Flint seem pretty much based on selling insider knowledge to corporations. Flint were set up by top UK civil servant Sir Simon Fraser. Until 2015 Fraser was “Head of the UK Foreign Office and Diplomatic Service” and “senior foreign-policy adviser to the British Foreign Secretary.”

Flint also recruited another top insider, Philip Rycroft, who resigned as Permanent Secretary at the Department for Exiting the European Union (DExEU) in April 2019. Last July Flint also hired Ed de Minckwitz, one of Theresa May’s Special Advisers, as a director.

Flint offer clients what they call “clear, expert, and timely analysis of geopolitical developments and related policy decision-making in UK and European markets, as well as expert judgement on what is going on behind the scenes.”

One implication is they know what is going on “behind the scenes” because they used to work there themselves. They also suggest they know how to talk to the people who are still labouring “behind the scenes.” Flint say they can “Identify” the “key” people and “develop strategies for effective engagement to influence them.”

To help them sell their “influence” services, Flint took on another (slightly less) top person recently, according to the registers. Tim Pitt was until April 2019 a Treasury Special Adviser, working for Sajid Javid, and before that Phil Hammond.

According to the latest Treasury “Business Appointment Rules” advice, Pitt left government to work for Flint Global. They say he works in their “political practice,” telling clients he has worked on government “economic and fiscal policy, including on personal and business taxation, industrial strategy, energy.”
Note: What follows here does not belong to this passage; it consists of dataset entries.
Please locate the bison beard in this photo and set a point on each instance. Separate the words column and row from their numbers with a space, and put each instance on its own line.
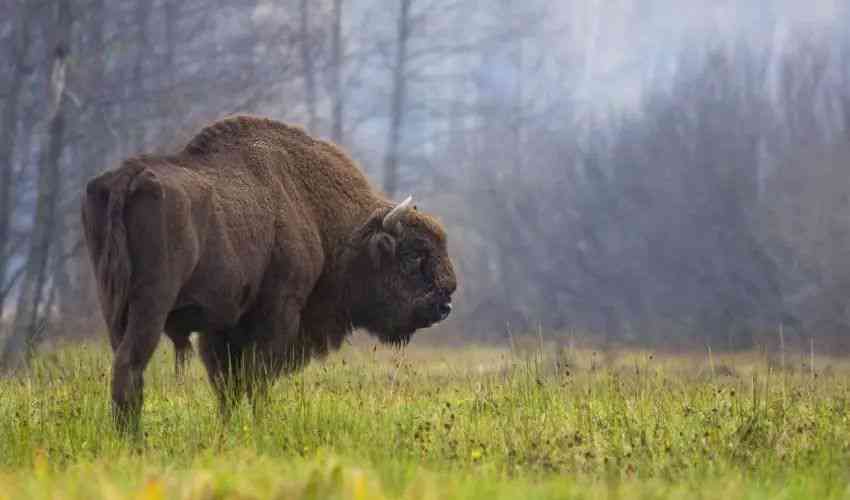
column 270, row 244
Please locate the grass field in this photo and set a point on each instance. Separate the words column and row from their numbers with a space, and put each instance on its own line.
column 475, row 422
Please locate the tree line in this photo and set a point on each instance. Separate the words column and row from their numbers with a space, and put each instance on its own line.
column 709, row 208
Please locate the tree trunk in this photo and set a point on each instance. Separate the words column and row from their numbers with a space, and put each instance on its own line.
column 336, row 73
column 26, row 326
column 391, row 162
column 9, row 126
column 137, row 88
column 307, row 65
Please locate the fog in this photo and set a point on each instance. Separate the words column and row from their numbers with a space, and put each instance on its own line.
column 657, row 172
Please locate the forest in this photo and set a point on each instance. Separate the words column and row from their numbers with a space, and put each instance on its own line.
column 633, row 172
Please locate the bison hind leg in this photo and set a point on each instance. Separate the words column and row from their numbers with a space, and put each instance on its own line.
column 131, row 358
column 182, row 351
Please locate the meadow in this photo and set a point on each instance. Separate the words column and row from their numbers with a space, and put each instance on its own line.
column 537, row 419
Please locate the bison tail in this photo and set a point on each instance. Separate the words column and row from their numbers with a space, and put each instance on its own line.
column 106, row 236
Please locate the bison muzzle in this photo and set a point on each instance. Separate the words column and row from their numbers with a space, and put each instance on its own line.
column 268, row 243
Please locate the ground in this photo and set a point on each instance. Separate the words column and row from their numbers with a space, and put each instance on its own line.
column 536, row 420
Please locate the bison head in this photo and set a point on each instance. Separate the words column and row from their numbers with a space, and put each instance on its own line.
column 402, row 277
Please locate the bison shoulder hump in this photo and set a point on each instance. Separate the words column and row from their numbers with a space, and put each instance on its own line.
column 236, row 129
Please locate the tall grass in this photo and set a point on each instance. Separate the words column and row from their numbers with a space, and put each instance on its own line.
column 435, row 423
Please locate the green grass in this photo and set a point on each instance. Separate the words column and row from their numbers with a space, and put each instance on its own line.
column 438, row 423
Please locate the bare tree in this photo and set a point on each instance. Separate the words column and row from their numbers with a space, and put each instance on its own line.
column 31, row 294
column 19, row 70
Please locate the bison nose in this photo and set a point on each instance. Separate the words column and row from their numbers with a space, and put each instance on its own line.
column 445, row 310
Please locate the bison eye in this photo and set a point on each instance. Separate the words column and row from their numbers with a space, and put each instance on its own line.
column 412, row 263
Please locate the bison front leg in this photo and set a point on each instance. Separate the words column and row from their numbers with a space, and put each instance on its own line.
column 224, row 360
column 278, row 349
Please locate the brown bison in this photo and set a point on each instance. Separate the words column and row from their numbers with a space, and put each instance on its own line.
column 270, row 244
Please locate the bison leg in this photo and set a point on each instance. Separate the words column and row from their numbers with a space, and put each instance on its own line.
column 182, row 351
column 224, row 361
column 132, row 356
column 277, row 349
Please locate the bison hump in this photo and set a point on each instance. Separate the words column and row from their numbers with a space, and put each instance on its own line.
column 232, row 131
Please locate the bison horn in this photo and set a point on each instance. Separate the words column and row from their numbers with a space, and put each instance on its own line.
column 392, row 218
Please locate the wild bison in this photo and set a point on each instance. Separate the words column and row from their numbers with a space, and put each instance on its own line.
column 269, row 243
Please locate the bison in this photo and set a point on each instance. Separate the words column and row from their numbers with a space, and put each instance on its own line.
column 268, row 243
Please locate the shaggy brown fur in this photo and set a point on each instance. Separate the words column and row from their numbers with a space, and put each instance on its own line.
column 268, row 243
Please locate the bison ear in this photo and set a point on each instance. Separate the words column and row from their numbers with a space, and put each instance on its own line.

Regulators like ACoBA are supposed to consider if a top civil servant or minister “might be influenced in carrying out his or her official duties by the hope or expectation of future employment with a particular firm or organisation, or in a specific sector.”

The “future employment” of government figures with the top corporations, their lobbyists and consultants is so widespread that ACoBA only really make a small noise about the most obvious cases. But the “expectation” of future, better-paid corporate jobs must be distorting government policy now.

When favoured corporations — the ones who get government contracts or benefit from deregulation — share personnel with the government itself, this is called “crony capitalism” — the implication is that both democracy and the “free market” are undermined, because governments give favours to business friends instead of working in voters’ interests and businesses prosper based on those favours instead of their performance.

Or at least it is called “crony capitalism” when it happens in the developing world. In Britain, it barely gets reported.